Oriented Strandboard (OSB) Subflooring
OSB is a versatile sheet material made with thin strips of wood bonded under pressure with resin and wax. OSB subflooring is often used interchangeably with plywood. It is sold in similar thicknesses and panel sizes and typically has tongue-and-groove edges. OSB panels cost about 10 to 20 percent less than plywood subflooring. It is generally less durable than plywood during transport, but it performs about the same once installed. A 3/4-inch-thick, 4 x 8-foot panel with tongue-and-groove edges costs around $45, or $1.40 per square foot.
Subfloor Fasteners and Materials
You can use either screws or nails (driven with a hammer or an air nailer) to attach your subfloor. There are pluses and minuses to both. Most building codes recommend spacing nails or screws 6 inches apart along all joists and edges, so for a 4 x 8-foot panel, you'll need around 170 screws or nails. Recommended nailing patterns are subject to local codes, so be sure to check with your city's building department for specifications.
Screws hold better than nails but cost more and take a lot longer to install (unless you have a coil screw gun).

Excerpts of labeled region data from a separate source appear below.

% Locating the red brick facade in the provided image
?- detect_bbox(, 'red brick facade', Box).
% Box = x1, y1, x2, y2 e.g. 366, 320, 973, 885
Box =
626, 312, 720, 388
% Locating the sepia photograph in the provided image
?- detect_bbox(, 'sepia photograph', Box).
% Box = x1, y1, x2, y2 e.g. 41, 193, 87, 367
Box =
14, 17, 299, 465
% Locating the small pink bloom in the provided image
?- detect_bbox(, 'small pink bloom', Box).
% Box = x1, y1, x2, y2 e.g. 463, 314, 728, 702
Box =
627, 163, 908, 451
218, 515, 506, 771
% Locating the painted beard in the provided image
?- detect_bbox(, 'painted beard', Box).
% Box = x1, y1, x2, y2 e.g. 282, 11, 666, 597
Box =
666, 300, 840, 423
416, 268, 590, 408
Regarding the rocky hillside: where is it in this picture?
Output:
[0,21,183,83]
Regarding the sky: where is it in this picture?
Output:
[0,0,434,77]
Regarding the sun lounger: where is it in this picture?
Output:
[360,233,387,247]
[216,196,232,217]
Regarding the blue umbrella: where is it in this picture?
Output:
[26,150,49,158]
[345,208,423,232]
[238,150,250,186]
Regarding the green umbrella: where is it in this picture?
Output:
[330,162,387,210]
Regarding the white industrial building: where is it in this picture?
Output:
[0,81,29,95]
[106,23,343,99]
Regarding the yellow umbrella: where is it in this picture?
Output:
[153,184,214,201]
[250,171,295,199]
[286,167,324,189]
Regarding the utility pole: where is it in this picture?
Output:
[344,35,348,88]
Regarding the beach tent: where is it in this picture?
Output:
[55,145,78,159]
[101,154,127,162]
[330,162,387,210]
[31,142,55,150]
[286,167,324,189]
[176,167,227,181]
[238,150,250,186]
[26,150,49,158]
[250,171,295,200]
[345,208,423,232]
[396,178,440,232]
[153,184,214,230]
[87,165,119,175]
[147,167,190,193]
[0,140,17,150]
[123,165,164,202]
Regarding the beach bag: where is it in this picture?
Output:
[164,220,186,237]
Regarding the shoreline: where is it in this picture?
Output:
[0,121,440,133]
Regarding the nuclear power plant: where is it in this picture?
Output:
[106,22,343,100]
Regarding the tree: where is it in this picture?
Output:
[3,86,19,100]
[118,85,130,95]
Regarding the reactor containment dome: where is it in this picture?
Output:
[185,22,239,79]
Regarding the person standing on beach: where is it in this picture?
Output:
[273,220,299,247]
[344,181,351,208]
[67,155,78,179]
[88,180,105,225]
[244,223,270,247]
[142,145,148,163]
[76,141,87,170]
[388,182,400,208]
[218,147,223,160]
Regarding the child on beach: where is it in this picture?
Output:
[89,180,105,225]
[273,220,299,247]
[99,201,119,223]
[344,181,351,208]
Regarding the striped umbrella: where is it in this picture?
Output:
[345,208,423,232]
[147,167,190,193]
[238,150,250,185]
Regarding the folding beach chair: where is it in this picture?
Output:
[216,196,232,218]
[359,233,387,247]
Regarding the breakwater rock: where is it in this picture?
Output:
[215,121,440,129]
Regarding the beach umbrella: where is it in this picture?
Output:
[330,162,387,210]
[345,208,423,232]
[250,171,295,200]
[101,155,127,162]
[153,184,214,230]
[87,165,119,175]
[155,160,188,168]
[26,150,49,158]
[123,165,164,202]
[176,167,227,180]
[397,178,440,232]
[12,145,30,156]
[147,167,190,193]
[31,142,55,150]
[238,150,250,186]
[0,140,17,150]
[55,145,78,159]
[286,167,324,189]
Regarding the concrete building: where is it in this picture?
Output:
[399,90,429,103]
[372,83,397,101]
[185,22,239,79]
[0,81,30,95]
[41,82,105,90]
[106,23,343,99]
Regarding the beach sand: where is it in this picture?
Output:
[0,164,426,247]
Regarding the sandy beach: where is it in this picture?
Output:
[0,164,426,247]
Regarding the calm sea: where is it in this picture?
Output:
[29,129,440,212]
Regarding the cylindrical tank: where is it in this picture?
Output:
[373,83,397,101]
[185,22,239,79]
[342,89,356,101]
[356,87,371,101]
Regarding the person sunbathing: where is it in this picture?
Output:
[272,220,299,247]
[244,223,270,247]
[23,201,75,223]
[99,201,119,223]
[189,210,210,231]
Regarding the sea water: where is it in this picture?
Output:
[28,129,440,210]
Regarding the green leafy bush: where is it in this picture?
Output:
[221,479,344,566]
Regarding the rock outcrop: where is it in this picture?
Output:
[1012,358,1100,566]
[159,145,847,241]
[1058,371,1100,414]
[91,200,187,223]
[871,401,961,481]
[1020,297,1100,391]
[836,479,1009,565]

And if you ever need to remove the subfloor, you'll have to unscrew them all, instead of simply prying off a nailed subfloor. For 3/4-inch-thick tongue-and-groove panels, use 2-inch screws, the stronger the better. Look for a #9 x 2-inch construction screw, preferably with Torx or star drive and a bugle head. These drive faster and strip less easily than Phillips-drive screws, and the bugle head helps the screws countersink neatly. Unfortunately, they cost at least three times more than standard Phillips construction screws.
Nails go in faster than screws and are removable, but they don't hold as well, making the subfloor more susceptible to movement and squeaks. Just about any 8d (8 penny) nail will do, although ring-shank nails grip better than standard smooth nails. There are pneumatic nail coils made for subfloors, most with a ring shank. You'll need a coil (roofing-style) nailer, though, not a finish nailer. Look for round-head, 13-gauge nails that are 2 1/2 inches long.
In addition to screws or nails, it is a good practice to lay a bead of construction adhesive on each joist top before placing the subfloor panel. This helps eliminate squeaks and stabilizes the floor. All-purpose construction adhesive costs about $2 per tube, so this material will not add significantly to the overall cost of replacing a subfloor.
Estimating Subflooring Amounts and Costs
Figuring out the quantity of subfloor panels, fasteners, and adhesive you'll need is pretty easy. Simply calculate the square footage of the room (length x width) in feet, divide by 32 square feet (the area of one 4 x 8-foot panel), and round up to a whole number.
For example, if a room measures 10 x 20 feet (200 square feet), divide by 32 to get 6.25. Rounding up, you'll need seven 4 x 8-foot panels. It's always a good idea to have about 15 percent for waste. It's also a good idea to sketch out a panel layout plan, keeping in mind that the end seams between panels must fall over joist locations.
So for a 200-square foot room you're looking at around $250 to $300 for subfloor panels, plus $50 to $100 for fasteners and maybe $20 for adhesive, making a grand total of $320 to $420 for materials. If you replace the subfloor yourself, this may be your entire cost. However, if you need to rent a dumpster to get rid of the old materials or you have to rent a truck or pay for delivery of the panels, you may be in for another $150 to $200.
Hiring out the job to a contractor certainly adds to the cost, but it might add less than you think. Labor rates vary widely by location, but the national average labor rate for a basic subfloor replacement ranges from $100 to $250 for a 306-square-foot room, according to HomeAdvisor.